Naruto berbalik, mencari asal sumber suara. Seorang pria tampan berjalan anggun ke arahnya. "Siapa kau?" Naruto menyipitkan matanya. Menatap lurus ke arah pria itu.
Pria itu berjalan cuek, menuju salah satu tempat tidur. "Paman Iruka?" teriak Naruto saat melihat tubuh Iruka terbaring tak berdaya di atas tempat tidur dengan segala macam peralatan medis menempel di tubuhnya.
Kedua mata Naruto membulat sempurna saat melihat roh Iruka perlahan keluar dari dalam tubuhnya. Pria baik itu mengulum senyum pada Naruto, mengangguk kecil sebelum akhirnya menghilang dan suara mesin pendeteksi jantung itu-pun berbunyi nyaring, memekakan telinga.
"Ada apa ini?" tanya Naruto semakin panik. Dia bertanya pada pria yang kini balas menatapnya lurus. "Apa yang terjadi padaku? Kenapa hanya kau yang bisa melihatku? Lalu siapa dia?" tanya Naruto bertubi-tubi, telunjuknya menunjuk pada tubuhnya yang berbaring tak berdaya.
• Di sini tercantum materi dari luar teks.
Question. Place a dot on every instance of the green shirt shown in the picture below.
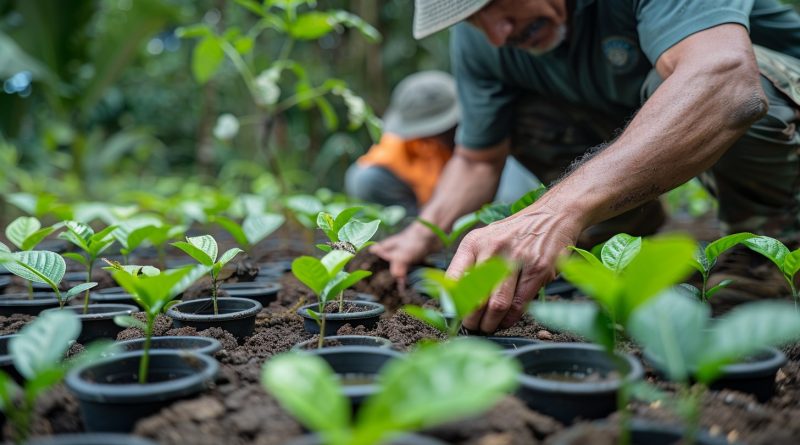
(611, 48)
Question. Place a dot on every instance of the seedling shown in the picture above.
(153, 293)
(26, 233)
(788, 262)
(345, 232)
(436, 383)
(204, 250)
(706, 258)
(253, 229)
(92, 244)
(678, 332)
(327, 279)
(459, 297)
(41, 266)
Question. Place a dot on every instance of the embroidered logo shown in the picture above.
(621, 53)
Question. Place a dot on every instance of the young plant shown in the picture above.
(677, 332)
(254, 228)
(345, 232)
(37, 353)
(204, 250)
(92, 244)
(327, 279)
(153, 293)
(41, 266)
(410, 397)
(788, 262)
(706, 258)
(459, 297)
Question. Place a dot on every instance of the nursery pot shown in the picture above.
(112, 295)
(200, 345)
(755, 376)
(98, 322)
(338, 341)
(19, 303)
(90, 439)
(263, 292)
(357, 367)
(367, 316)
(6, 362)
(408, 439)
(235, 315)
(111, 399)
(568, 381)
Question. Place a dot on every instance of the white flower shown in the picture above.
(266, 84)
(227, 127)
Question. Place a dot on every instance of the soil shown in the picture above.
(238, 411)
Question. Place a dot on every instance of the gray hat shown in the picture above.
(431, 16)
(423, 104)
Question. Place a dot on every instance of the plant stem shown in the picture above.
(144, 363)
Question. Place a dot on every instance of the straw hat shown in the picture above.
(431, 16)
(423, 104)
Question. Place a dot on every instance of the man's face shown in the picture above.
(537, 26)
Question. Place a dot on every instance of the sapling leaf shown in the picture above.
(305, 386)
(620, 250)
(41, 345)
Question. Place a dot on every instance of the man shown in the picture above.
(707, 106)
(418, 140)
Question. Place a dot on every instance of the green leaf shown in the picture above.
(744, 331)
(307, 388)
(259, 226)
(358, 233)
(672, 328)
(41, 344)
(528, 199)
(21, 228)
(771, 248)
(311, 272)
(78, 289)
(207, 57)
(620, 250)
(427, 315)
(436, 384)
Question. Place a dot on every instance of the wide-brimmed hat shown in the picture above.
(431, 16)
(423, 104)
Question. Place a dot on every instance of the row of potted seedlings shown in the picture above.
(566, 381)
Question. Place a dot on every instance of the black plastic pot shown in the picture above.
(6, 362)
(110, 399)
(409, 439)
(116, 295)
(90, 439)
(570, 400)
(98, 323)
(19, 303)
(367, 318)
(200, 345)
(357, 367)
(340, 341)
(263, 292)
(754, 376)
(235, 315)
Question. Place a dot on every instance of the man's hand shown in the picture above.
(534, 239)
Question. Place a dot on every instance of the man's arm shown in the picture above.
(710, 97)
(468, 181)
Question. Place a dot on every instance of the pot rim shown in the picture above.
(635, 372)
(377, 309)
(135, 392)
(255, 308)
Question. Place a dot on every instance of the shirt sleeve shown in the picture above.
(663, 23)
(485, 100)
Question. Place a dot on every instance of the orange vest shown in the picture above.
(417, 162)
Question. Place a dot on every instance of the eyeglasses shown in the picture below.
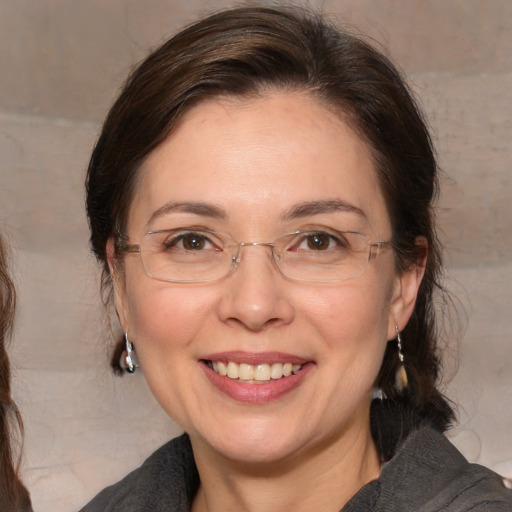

Pria itu menghela napas panjang. Terdiam.
"Apa aku sudah mati?" tanya Naruto kemudian. Otaknya mulai memahami akan apa yang terjadi.
"Belum," sahut Kimimaro.
"Lalu?"
"Itu untuk kau cari tahu sendiri." Sahutnya tenang sebelum menghilang.
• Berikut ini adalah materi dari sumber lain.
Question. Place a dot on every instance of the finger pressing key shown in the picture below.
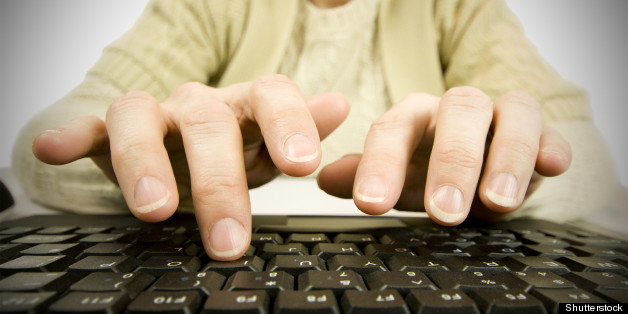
(136, 129)
(463, 120)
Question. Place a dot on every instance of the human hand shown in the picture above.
(430, 153)
(233, 138)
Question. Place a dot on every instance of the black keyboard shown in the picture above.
(114, 264)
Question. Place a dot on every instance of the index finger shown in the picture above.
(462, 123)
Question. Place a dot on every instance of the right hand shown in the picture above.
(233, 138)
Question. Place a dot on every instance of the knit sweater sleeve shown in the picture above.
(173, 42)
(482, 44)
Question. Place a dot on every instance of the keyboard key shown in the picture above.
(550, 252)
(322, 301)
(543, 279)
(256, 301)
(43, 238)
(33, 263)
(9, 251)
(170, 249)
(467, 281)
(272, 282)
(122, 249)
(203, 282)
(270, 250)
(57, 281)
(67, 249)
(327, 250)
(360, 264)
(511, 301)
(308, 239)
(165, 302)
(295, 264)
(551, 298)
(389, 301)
(114, 264)
(259, 239)
(483, 264)
(245, 263)
(26, 302)
(440, 301)
(593, 280)
(424, 264)
(130, 283)
(359, 239)
(592, 264)
(535, 263)
(398, 280)
(384, 251)
(91, 302)
(159, 265)
(337, 281)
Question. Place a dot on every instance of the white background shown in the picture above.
(47, 46)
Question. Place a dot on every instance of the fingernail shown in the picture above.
(447, 204)
(150, 194)
(503, 190)
(227, 237)
(299, 148)
(371, 190)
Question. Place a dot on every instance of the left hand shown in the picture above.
(430, 153)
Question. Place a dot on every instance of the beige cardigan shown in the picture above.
(426, 46)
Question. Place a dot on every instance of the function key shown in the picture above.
(403, 281)
(245, 263)
(359, 239)
(591, 264)
(495, 301)
(543, 279)
(26, 302)
(308, 239)
(322, 301)
(337, 281)
(237, 302)
(389, 301)
(91, 302)
(92, 230)
(360, 264)
(54, 281)
(551, 298)
(203, 282)
(272, 282)
(57, 230)
(295, 264)
(327, 250)
(165, 302)
(441, 301)
(259, 239)
(424, 264)
(130, 283)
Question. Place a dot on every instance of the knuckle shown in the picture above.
(468, 98)
(458, 153)
(270, 82)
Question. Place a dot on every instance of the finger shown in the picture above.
(462, 123)
(554, 153)
(390, 142)
(513, 152)
(328, 110)
(136, 130)
(337, 177)
(79, 138)
(213, 147)
(289, 132)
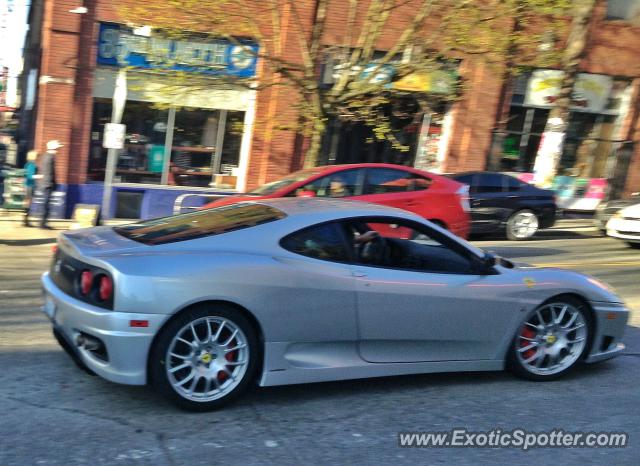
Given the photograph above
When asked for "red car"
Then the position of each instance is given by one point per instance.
(434, 197)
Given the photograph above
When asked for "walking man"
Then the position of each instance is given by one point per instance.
(48, 180)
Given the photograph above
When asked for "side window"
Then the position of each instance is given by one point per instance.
(340, 184)
(489, 183)
(468, 180)
(388, 180)
(320, 242)
(404, 246)
(513, 184)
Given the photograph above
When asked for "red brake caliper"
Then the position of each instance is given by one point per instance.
(527, 333)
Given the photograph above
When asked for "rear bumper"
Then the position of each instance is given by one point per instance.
(126, 348)
(610, 323)
(628, 230)
(547, 217)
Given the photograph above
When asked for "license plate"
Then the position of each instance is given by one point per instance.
(50, 308)
(628, 225)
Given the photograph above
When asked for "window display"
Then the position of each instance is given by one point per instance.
(205, 145)
(592, 134)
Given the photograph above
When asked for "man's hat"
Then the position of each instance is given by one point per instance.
(54, 144)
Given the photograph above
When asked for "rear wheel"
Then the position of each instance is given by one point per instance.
(205, 357)
(551, 340)
(522, 225)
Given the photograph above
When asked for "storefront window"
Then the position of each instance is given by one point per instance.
(205, 145)
(590, 141)
(141, 160)
(195, 136)
(234, 128)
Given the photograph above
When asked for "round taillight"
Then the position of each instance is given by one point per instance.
(86, 281)
(105, 288)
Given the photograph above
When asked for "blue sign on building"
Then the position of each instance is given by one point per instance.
(118, 46)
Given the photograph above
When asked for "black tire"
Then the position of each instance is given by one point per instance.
(515, 365)
(511, 230)
(158, 355)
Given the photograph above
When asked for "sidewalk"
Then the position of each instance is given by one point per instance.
(13, 231)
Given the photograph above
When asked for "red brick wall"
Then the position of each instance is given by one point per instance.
(65, 109)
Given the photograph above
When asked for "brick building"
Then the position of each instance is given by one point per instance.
(224, 139)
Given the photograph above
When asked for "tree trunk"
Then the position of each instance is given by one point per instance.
(500, 130)
(551, 144)
(312, 154)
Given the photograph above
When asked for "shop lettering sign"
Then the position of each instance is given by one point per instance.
(119, 46)
(590, 93)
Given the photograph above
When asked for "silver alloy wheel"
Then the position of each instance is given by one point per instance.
(552, 339)
(524, 224)
(207, 359)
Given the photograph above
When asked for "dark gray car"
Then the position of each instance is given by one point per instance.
(501, 202)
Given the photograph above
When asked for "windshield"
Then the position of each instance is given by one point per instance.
(208, 222)
(288, 180)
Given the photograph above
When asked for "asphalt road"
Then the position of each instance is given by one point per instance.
(52, 413)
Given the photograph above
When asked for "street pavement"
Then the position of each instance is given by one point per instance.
(52, 413)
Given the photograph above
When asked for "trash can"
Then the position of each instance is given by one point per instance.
(14, 193)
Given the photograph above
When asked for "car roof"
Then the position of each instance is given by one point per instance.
(305, 207)
(347, 166)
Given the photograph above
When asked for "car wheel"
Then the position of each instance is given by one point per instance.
(522, 225)
(551, 340)
(205, 357)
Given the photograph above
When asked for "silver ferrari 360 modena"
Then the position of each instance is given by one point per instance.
(285, 291)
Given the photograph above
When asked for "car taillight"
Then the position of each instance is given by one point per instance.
(105, 287)
(463, 194)
(86, 281)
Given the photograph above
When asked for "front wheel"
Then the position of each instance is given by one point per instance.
(522, 225)
(204, 358)
(551, 340)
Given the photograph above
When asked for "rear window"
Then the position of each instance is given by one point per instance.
(208, 222)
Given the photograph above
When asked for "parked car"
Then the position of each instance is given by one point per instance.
(431, 196)
(501, 202)
(606, 210)
(285, 291)
(625, 225)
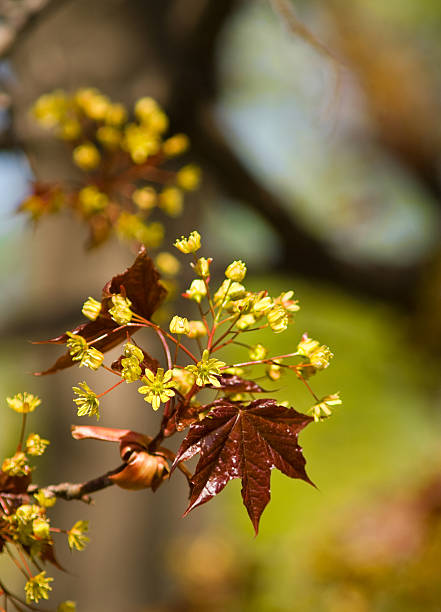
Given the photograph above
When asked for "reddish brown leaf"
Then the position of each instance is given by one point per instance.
(184, 415)
(149, 363)
(247, 442)
(231, 383)
(14, 484)
(140, 283)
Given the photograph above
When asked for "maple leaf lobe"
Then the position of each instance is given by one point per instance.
(141, 284)
(247, 442)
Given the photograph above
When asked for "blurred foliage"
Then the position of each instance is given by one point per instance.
(383, 443)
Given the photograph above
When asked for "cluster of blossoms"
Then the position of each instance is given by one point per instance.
(232, 310)
(25, 528)
(213, 398)
(123, 157)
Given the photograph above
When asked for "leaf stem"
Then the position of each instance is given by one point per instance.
(23, 427)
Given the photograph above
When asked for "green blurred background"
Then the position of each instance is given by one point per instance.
(321, 163)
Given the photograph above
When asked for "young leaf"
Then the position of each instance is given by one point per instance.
(141, 285)
(244, 441)
(231, 383)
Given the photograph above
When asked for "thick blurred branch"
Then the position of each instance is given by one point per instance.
(186, 53)
(190, 65)
(18, 17)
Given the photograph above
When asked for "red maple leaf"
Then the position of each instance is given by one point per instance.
(231, 383)
(244, 441)
(140, 283)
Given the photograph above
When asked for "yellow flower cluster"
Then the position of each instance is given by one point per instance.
(123, 150)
"Jangan pergi! Kau belum menjawab pertanyaanku!" seru Naruto putus asa. Gadis itu berjalan menembus tubuh dokter dan suster yang bekerja di sekeliling tempat tidurnya. Naruto mencoba untuk masuk ke dalam tubuhnya, namun ia kembali terpental. Tubuhnya seolah menolaknya. Naruto terdiam, kemudian menangis.
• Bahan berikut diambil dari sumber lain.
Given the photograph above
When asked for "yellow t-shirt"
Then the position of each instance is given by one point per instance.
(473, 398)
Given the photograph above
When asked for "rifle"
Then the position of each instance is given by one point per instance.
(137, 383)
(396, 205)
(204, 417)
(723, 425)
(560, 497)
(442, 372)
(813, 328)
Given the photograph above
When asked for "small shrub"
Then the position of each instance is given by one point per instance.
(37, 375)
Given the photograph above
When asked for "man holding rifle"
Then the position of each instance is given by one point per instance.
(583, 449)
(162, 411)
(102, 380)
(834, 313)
Ia memaksa kakinya untuk berjalan keluar dari ruangan itu. Naruto bingung, kemana dia harus pergi sekarang. Gadis itu memejamkan mata, hatinya menyebut satu nama dan saat dia membuka mata, dia hanya bisa mengernyit, heran kenapa tiba-tiba dia bisa berada di tempat ini. "Bagaimana bisa?" pikirnya takjub.
.
.
.
Catatan : Calendula Officinalis atau yang dikenal dengan nama Marigold mempunyai arti kesedihan atau putus asa. Konon, pada zaman dewa-dewi Yunani, dikatakan bahwa Aphrodite, dewi kecantikan begitu sedih atas kematian kekasihnya, Adonis. Ia mulai menangis dan air matanya berubah menjadi marigold.